3. Ensure high quality print

Companies can also use computer vision to ensure quality from the first stages of package printing. Computer vision can scan the package pixel-by-pixel, treating the entire surface—logo, typeface, background color and everything else on the package—like individual images. It examines these images, hunting for flaws. If a piece of copy is a skew, the color drifts out of specification or an extra line is added to a brand’s logo, the human eye may not consistently notice these errors, due to fatigue or distraction. Computer vision is uniquely able to compare the package to the digital prototype and spot these errors within seconds. When error detection is combined with process control, operators can adjust in real-time, creating higher quality prints and less waste on each print run.

4. Create an easier consumer purchase experience at the point of inspiration

Beyond higher quality, efficiency and the ability to see errors that humans cannot, computer vision allows apps to recognize products by their packaging, enabling consumers to see a product anywhere and immediately purchase it. Consumer-facing apps, like Amazon Flow, can identify products on a physical retail shelf, on your friend’s kitchen counter, at the office or wherever your day takes you. Then it presents you with options for purchasing that product, conveniently delivered to you by Amazon.

Consider the shopping habits of the woman I mentioned earlier; she’s looking for more product information and she’s looking at products with mobile apps like Amazon Flow as if retail shops are showroom floors. She is the average modern customer.

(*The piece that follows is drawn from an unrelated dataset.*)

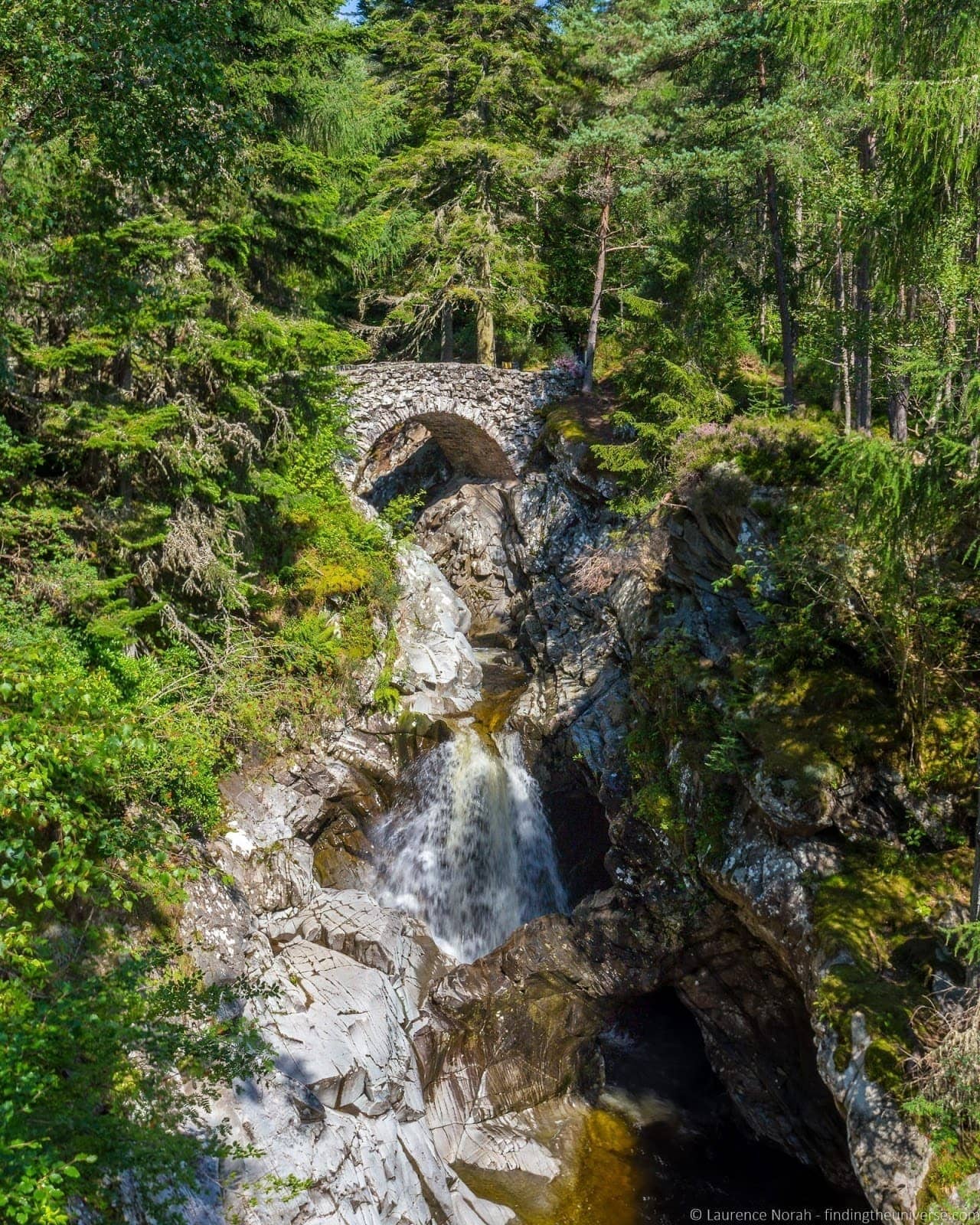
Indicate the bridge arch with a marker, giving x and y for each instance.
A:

If a package has a logo, text, and colors that are easily recognized by computer vision apps, that product is more likely to end up in her cart or on her shopping list. Brand leaders need to produce packaging that is not only easily identifiable to the consumer, but also identifiable by computer vision to strengthen their position of preference.

Ten years ago, did you ever think you’d see consumers—from 10-year-olds to 100-year-olds—pointing cameras at retail products to find out more information? Computer vision may be an emerging technology, but it’s growing quickly and is already useful to CPG brand leaders. We must capitalize on the quality, efficiency, and recognition that computer vision brings to brands. Without taking steps toward adopting computer vision while it’s nascent, you risk being left behind when it’s ubiquitous.